# AI-Powered Resume Analyzer and Job Matcher
Kaggle x Google GenAI Capstone Project <br/> Heather Anderson <br/> April 2025

## Overview  
This project explores how generative AI can be used to help job seekers better understand how their resume aligns with job descriptions. It takes in a resume and a few job listings, then compares them using vector similarity and large language models. The system returns a ranked list of jobs that are a good fit and suggests ways to improve the resume based on the top match.
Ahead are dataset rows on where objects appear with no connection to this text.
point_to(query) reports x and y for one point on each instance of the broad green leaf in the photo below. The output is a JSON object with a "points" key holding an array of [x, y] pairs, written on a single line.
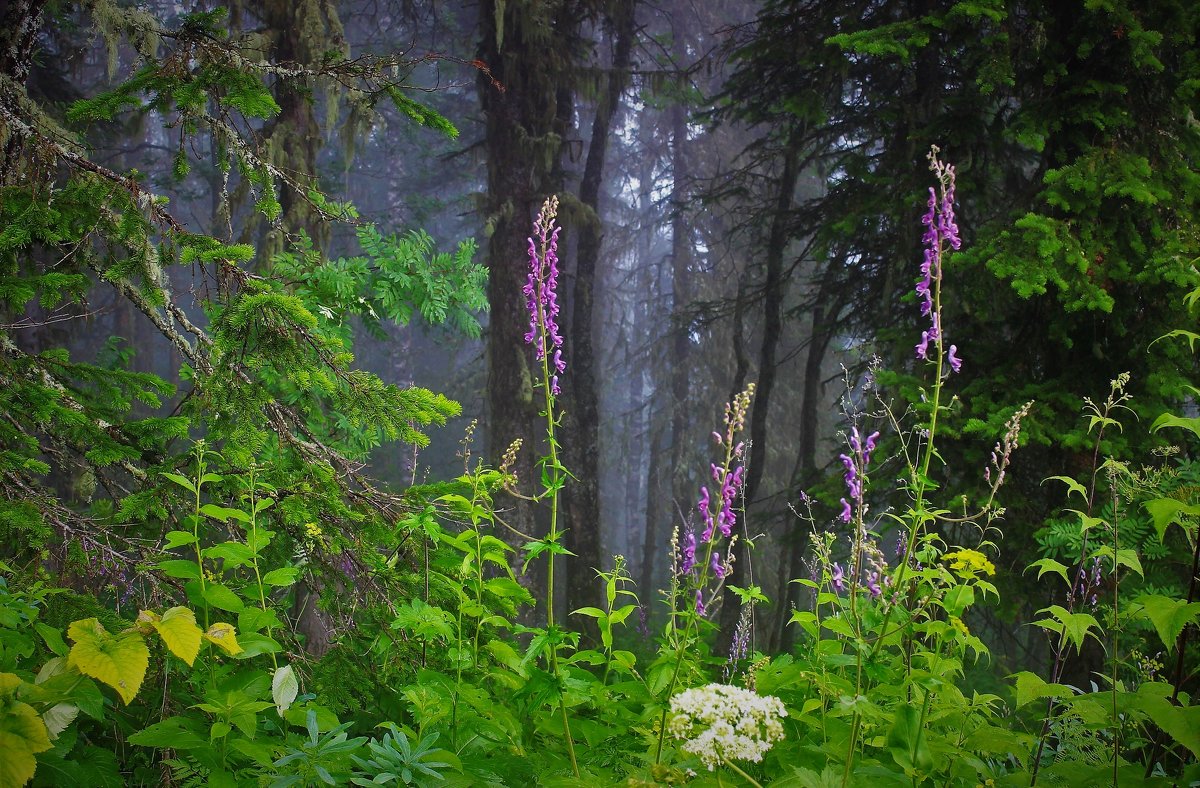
{"points": [[180, 569], [225, 513], [1122, 558], [591, 612], [1165, 511], [285, 687], [1170, 420], [119, 661], [22, 735], [1050, 565], [1168, 615], [1031, 686], [183, 481], [173, 733], [222, 635], [53, 638], [234, 554], [179, 632]]}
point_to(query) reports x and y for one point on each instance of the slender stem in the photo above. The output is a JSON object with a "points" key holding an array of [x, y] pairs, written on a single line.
{"points": [[744, 775]]}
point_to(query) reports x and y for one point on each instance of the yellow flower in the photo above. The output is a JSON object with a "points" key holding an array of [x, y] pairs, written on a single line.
{"points": [[966, 563]]}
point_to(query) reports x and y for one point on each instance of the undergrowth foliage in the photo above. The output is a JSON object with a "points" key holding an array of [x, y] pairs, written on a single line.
{"points": [[437, 680]]}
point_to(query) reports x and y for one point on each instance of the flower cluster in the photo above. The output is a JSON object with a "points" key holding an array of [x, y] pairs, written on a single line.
{"points": [[967, 563], [720, 722], [941, 232], [718, 516], [541, 290], [856, 465]]}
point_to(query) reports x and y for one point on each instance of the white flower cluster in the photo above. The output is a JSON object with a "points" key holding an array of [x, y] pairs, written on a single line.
{"points": [[720, 722]]}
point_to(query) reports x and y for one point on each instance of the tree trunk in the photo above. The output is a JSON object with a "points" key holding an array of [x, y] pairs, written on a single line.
{"points": [[772, 331], [521, 43], [583, 446]]}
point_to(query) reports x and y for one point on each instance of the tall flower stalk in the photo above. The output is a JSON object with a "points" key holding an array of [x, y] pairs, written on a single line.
{"points": [[709, 558], [541, 299]]}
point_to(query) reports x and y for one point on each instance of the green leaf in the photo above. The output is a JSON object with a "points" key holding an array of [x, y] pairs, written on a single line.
{"points": [[119, 661], [183, 481], [1170, 420], [222, 635], [1073, 487], [225, 513], [222, 597], [906, 740], [1168, 615], [179, 632], [281, 577], [285, 687], [22, 734], [1031, 686], [173, 733], [1077, 626], [1050, 565], [179, 539], [180, 569]]}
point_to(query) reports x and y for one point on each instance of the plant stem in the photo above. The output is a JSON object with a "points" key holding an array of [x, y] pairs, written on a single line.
{"points": [[744, 775]]}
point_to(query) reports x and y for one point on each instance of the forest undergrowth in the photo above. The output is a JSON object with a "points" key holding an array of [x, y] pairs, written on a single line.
{"points": [[445, 672]]}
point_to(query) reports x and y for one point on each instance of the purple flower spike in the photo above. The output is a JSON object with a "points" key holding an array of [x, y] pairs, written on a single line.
{"points": [[541, 289], [689, 554]]}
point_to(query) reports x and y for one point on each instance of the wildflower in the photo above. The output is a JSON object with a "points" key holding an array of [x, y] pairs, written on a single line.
{"points": [[941, 233], [967, 563], [839, 578], [541, 289], [720, 723], [955, 362]]}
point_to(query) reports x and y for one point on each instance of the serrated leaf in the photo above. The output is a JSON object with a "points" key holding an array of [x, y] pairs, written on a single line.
{"points": [[1050, 565], [285, 687], [225, 637], [179, 539], [1165, 511], [1031, 686], [22, 734], [1168, 615], [180, 569], [1073, 487], [281, 577], [183, 481], [119, 661], [179, 633], [222, 597]]}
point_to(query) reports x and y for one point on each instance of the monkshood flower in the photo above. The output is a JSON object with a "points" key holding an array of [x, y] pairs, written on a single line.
{"points": [[941, 234], [541, 290], [720, 723], [719, 512]]}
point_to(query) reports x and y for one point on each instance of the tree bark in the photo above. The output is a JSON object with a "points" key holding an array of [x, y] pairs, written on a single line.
{"points": [[583, 446], [521, 43], [772, 331]]}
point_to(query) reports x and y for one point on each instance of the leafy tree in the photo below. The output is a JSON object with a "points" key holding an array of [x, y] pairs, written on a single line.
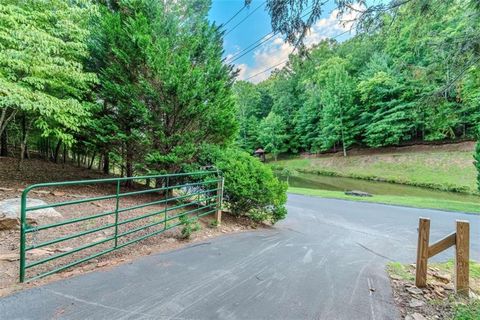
{"points": [[272, 134], [163, 83], [251, 188], [42, 79], [477, 162], [248, 101]]}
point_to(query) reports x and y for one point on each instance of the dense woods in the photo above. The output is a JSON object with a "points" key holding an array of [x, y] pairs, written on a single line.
{"points": [[414, 77], [127, 87], [140, 87]]}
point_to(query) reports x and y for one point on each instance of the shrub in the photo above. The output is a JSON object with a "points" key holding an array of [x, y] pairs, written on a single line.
{"points": [[190, 225], [251, 188]]}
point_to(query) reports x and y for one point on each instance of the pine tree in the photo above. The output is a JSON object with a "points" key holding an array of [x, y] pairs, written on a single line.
{"points": [[272, 134], [477, 162]]}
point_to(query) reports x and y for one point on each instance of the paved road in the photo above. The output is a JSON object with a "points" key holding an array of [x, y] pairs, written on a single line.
{"points": [[325, 261]]}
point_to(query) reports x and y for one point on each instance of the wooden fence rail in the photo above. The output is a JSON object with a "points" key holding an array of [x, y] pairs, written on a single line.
{"points": [[460, 239]]}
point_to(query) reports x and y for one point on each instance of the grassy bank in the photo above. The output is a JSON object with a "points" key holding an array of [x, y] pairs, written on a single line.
{"points": [[448, 168], [427, 203], [438, 300]]}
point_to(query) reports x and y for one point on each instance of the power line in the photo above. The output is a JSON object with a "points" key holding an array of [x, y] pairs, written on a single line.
{"points": [[236, 14], [270, 35], [257, 74], [236, 57], [253, 11], [270, 68]]}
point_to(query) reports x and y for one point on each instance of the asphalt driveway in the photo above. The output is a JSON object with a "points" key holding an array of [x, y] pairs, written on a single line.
{"points": [[325, 261]]}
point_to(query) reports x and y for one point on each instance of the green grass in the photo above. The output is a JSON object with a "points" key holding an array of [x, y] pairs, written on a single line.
{"points": [[449, 267], [442, 170], [463, 310], [449, 205], [469, 311]]}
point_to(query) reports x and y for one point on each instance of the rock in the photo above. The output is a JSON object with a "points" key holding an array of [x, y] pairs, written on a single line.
{"points": [[443, 277], [357, 193], [415, 290], [449, 286], [415, 316], [473, 295], [9, 257], [415, 303], [10, 213]]}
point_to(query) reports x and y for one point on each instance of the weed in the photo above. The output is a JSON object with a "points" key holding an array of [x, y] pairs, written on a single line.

## What this project demonstrates  
- Document understanding: extracting structured information from text
- Structured output (JSON): converting unstructured resumes and job posts into clean, usable data
- Embeddings + vector search: comparing text similarity in a meaningful way
- Few-shot prompting: generating tailored suggestions to improve a resume


In [1]:
# Resume (as a string)
resume_text = """
Name: Alex Taylor
Email: alex.taylor@example.com
Phone: (555) 123-4567

Summary:
Data science professional with 3+ years of experience applying machine learning and data analysis to solve business problems. Passionate about natural language processing and deploying models in production.

Skills:
- Python, SQL, R
- Pandas, NumPy, Scikit-learn, TensorFlow, PyTorch
- Data visualization (Matplotlib, Seaborn, Plotly)
- NLP, Generative AI, Prompt Engineering
- Docker, Git, Flask, REST APIs

Experience:
Data Scientist | Insight Tech | Jan 2022 – Present
- Built customer churn prediction model with 85% accuracy
- Designed dashboards to track performance metrics in real time
- Collaborated with engineering to deploy models via REST APIs

Data Analyst | MarketPulse | Jul 2020 – Dec 2021
- Automated weekly reporting pipelines using Python and SQL
- Conducted A/B tests and presented findings to stakeholders

Education:
M.S. in Data Science – University of Florida (2020)
B.S. in Statistics – University of Georgia (2018)
"""

# Job descriptions
job_descriptions = [
    """Machine Learning Engineer – HealthAI
We are looking for a Machine Learning Engineer to build and deploy models in the healthcare domain. Responsibilities include:
- Developing scalable ML pipelines using Python
- Applying NLP to analyze patient records
- Collaborating with software engineers to integrate models into APIs
- Requirements: Python, TensorFlow/PyTorch, Docker, cloud experience
""",
    """Data Analyst – FinServe
Join our data team to support financial analytics. You will:
- Build dashboards for real-time metrics
- Perform exploratory data analysis
- Write efficient SQL queries and present findings
- Requirements: SQL, Python, BI tools, business acumen
""",
    """AI Research Assistant – DeepThink Labs
Help us push the frontiers of AI by assisting with experiments and research documentation. Tasks include:
- Running LLM experiments with different prompts
- Conducting literature reviews and summarizing papers
- Documenting experiment results in Jupyter notebooks
- Requirements: Python, Transformers, attention to detail, academic writing
"""
]


## Step 1: Extract structured information from a resume

The first step is to turn the raw text of a resume into structured data. This includes identifying things like skills, job titles, experience summaries, and education history. We use a prompt-based approach to simulate what a language model might extract from this kind of text.


In [2]:
import json

resume_prompt = f"""
You are an AI assistant that extracts structured information from resumes.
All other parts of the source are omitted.